Quando l’annullamento investe solo una parte dell’opera, deve comunque applicarsi la disciplina della difformità parziale: non può ordinarsi, pertanto, la riduzione in pristino qualora ciò possa recare pregiudizio alle parti legittime.

 

 

In giurisprudenza:

 

—   «Ai sensi dell’art. 38 D.P.R. 6 giugno 2001, n. 380, nel caso di opere realizzate sulla base di titolo annullato, la loro demolizione deve essere considerata quale extrema ratio, privilegiando, ogni volta che ciò sia possibile, la riedizione del permesso di costruire emendato dai vizi riscontrati» (C. Stato, sez. IV, 16 marzo 2010, n. 1535).

 

—   «Nel caso di annullamento giurisdizionale di concessione edilizia illegittimamente rilasciata il comune, sul quale incombe l’obbligo di ripristinare l’ordine violato, deve valutare se ingiungere la demolizione dell’edificio già realizzato o applicare una sanzione pecuniaria, a seconda che l’illegittimità della costruzione già eseguita sia conseguente a vizi di carattere sostanziale, per inosservanza di prescrizioni urbanistiche, ovvero a vizi formali dell’iter procedimentale» (C. Stato, sez. IV, 29 luglio 2008, n. 3772).

 

—   «Nelle ipotesi in cui sia possibile eliminare la violazione riscontrata per mezzo di un nuovo intervento che restituisca all’opera piena compatibilità con il regime edilizio inizialmente inosservato, il Comune deve astenersi dal provvedere, comunque, alla repressione dell’abuso e deve, al contrario, consentire la conformazione dei lavori ai parametri costruttivi giudicati violati (come, peraltro, chiarito dal primo comma dell’art. 38 D.P.R. 6 giugno 2001, n. 380, là dove assegna priorità — rispetto all’adozione di atti repressivi — alla rimozione dei vizi)» (C. Stato, sez. IV, 10 aprile 2008, n. 1546).

 

—   «Ai sensi dell’art. 38 D.P.R. 6 giugno 2001, n. 380, in caso di accertato abuso edilizio, è applicabile la sanzione pecuniaria ove risulti accertato che la demolizione della parte del manufatto realizzata senza il prescritto titolo abilitativo esporrebbe a serio rischio statico la preesistente restante parte del fabbricato» (C. Stato, sez. IV, 21 aprile 2008, n. 1776).

 

Il criterio di determinazione della sanzione pecuniaria non è correlato a quelli previsti dagli artt. 33 e 34 dello stesso T.U. n. 380/2001 (non è applicabile, pertanto, agli edifici residenziali, il calcolo riferito al costo di produzione).

 

Ipotizza, però, la SANDULLI la possibilità di un’applicazione estensiva dei parametri attualmente fissati dagli artt. 33 (interventi di ristrutturazione edilizia) e 34 (difformità parziali), pur demandando in ogni caso la determinazione all’Agenzia del territorio: ciò allo scopo di «salvare la coerenza del sistema» ed ovviare alla «irrazionalità dell’adozione di due diversi criteri di calcolo per il medesimo tipo di sanzione».

 

La valutazione dell’Agenzia deve essere notificata all’interessato dal dirigente o dal responsabile dell’ufficio tecnico comunale e «diviene definitiva decorsi i termini di impugnativa».
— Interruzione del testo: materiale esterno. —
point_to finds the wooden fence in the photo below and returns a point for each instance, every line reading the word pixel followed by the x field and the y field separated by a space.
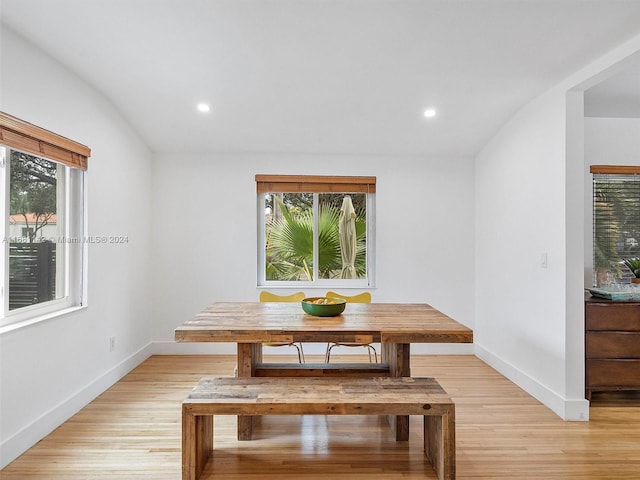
pixel 32 273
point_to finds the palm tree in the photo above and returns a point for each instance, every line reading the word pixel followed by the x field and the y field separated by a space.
pixel 289 244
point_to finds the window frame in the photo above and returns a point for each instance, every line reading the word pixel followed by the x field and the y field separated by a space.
pixel 605 173
pixel 18 135
pixel 316 185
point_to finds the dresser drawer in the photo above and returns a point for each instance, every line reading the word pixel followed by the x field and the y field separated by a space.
pixel 612 345
pixel 612 316
pixel 613 373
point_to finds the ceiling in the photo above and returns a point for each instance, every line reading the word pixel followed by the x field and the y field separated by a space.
pixel 322 76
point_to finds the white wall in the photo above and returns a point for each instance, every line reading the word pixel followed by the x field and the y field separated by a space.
pixel 424 228
pixel 608 141
pixel 520 217
pixel 51 369
pixel 529 321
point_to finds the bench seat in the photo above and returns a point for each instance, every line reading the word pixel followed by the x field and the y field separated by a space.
pixel 318 396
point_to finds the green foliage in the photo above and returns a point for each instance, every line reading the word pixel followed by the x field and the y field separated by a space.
pixel 634 265
pixel 33 190
pixel 290 244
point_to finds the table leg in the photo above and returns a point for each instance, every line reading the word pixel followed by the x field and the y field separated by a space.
pixel 249 355
pixel 397 356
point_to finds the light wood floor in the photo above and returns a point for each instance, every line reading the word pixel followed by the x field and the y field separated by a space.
pixel 132 431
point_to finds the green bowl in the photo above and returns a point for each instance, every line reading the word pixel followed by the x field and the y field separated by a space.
pixel 336 307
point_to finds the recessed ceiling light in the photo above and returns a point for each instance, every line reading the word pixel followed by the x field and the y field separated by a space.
pixel 430 112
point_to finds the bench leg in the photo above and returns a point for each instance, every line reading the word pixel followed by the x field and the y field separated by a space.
pixel 440 443
pixel 197 444
pixel 397 355
pixel 249 355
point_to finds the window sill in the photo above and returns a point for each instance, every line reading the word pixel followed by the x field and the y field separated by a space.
pixel 38 319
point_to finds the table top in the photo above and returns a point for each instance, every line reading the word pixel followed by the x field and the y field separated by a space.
pixel 255 322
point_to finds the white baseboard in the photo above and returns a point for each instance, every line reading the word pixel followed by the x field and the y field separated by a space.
pixel 28 436
pixel 178 348
pixel 571 410
pixel 32 433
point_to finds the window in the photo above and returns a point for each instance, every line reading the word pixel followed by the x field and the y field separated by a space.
pixel 616 219
pixel 42 261
pixel 316 230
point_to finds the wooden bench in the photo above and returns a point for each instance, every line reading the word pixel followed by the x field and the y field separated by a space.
pixel 318 396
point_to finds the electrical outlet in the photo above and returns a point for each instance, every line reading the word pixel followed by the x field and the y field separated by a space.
pixel 544 260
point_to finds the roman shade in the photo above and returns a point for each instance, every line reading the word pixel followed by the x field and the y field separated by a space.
pixel 24 136
pixel 314 184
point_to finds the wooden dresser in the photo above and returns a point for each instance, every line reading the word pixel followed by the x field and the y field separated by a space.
pixel 612 345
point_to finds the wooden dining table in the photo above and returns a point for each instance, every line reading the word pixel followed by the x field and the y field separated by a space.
pixel 394 325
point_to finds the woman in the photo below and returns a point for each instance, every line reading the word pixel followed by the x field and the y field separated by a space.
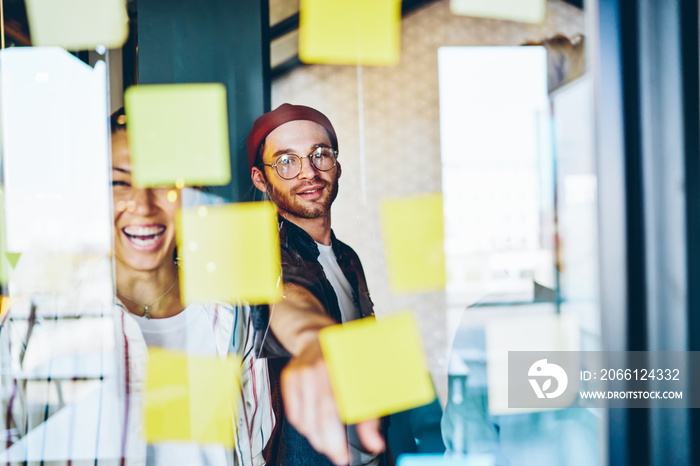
pixel 151 314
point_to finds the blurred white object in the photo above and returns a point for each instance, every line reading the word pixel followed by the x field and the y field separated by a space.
pixel 55 151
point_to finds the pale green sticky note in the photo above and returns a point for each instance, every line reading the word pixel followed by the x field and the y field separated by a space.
pixel 230 252
pixel 376 367
pixel 78 24
pixel 13 258
pixel 526 11
pixel 178 134
pixel 413 233
pixel 366 32
pixel 191 398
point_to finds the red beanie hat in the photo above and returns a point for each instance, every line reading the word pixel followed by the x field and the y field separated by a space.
pixel 279 116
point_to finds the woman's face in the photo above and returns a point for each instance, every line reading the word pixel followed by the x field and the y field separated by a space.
pixel 144 219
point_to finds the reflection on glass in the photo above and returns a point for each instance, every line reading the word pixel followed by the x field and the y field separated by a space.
pixel 519 237
pixel 57 339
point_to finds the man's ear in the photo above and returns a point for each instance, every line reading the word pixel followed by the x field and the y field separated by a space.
pixel 258 178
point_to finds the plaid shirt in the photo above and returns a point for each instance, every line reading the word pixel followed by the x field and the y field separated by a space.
pixel 72 387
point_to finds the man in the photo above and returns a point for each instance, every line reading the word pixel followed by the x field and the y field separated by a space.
pixel 292 155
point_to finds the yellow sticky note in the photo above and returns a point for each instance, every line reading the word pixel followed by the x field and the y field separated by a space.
pixel 4 304
pixel 191 398
pixel 526 11
pixel 377 367
pixel 78 24
pixel 413 232
pixel 230 252
pixel 178 134
pixel 341 32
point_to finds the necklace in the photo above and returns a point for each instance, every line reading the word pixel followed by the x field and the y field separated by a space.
pixel 146 306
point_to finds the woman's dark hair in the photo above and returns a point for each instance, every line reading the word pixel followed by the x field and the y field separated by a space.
pixel 117 122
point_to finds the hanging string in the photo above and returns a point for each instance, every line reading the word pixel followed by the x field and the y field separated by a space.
pixel 361 125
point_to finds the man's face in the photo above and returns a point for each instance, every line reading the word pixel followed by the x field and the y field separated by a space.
pixel 312 192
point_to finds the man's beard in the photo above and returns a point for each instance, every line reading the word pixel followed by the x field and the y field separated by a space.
pixel 288 202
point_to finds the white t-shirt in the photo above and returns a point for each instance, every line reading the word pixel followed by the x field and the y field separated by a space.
pixel 340 284
pixel 348 312
pixel 189 331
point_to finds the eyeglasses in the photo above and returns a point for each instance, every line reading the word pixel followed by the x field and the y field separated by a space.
pixel 288 166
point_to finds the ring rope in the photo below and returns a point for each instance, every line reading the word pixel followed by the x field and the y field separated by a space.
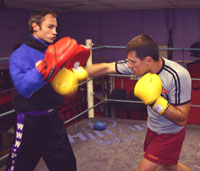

La valutazione dell’Agenzia, comunque, per il suo carattere consultivo, deve ritenersi un atto interno del procedimento, non impugnabile in via giurisdizionale.

 

Essa potrà essere oggetto soltanto di opposizione in via amministrativa al Sindaco, nei termini che dovranno essere fissati nel provvedimento di notifica.

PREDIERI rileva, in proposito, l’opportunità che la valutazione venga notificata nel contesto della medesima ordinanza che irroga la sanzione pecuniaria.

 

L’integrale pagamento della sanzione pecuniaria produce i medesimi effetti della sanatoria prevista dall’art. 36 del T.U. n. 380/2001.